» Nie gru 06, 2009 17:48
Re: Moje koty-moje szczęścia i nieszczęścia-53 koty-Bydgoszcz.
Jestem wściekła. Coraz trudniej będzie mi wybierać domy dla kotów. Ludziom nie można ufać i nikt mnie nie przekona, że jest inaczej.

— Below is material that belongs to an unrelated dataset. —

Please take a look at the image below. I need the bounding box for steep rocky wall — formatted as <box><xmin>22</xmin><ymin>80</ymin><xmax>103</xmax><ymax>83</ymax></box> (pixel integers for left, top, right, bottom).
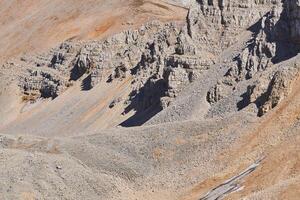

Lucek to taki fajny kot, który nie miał lekkiego życia w Boguszycach. Dex7 trochę się na niego wyczekał. Starałam się wybadać dexa7 a nawet zniechęcić do adopcji kota. Na początku były wiadomości, zdjęcia i ogólnie było OK. Od jakiegoś czasu zbytnio się nie rozpisywał a ostatnie info miałam 25 października. Miesiąc później dex7 nie odpowiedział na moje zapytanie. Dzisiaj zaczęłam szperać i znalazłam ogłoszenia o sprzedaży jego mieszkania. Wysłałam smsy i maila. Nic więcej nie mogę i możliwe, że już nigdy nie dowiem się niczego o Lucku. Czy mogę wierzyć, że nic mu się nie stanie, jeśli człowiek, który obiecał informować o kocie nie dotrzymuje słowa. Nie mogę i bardzo mi z tym źle.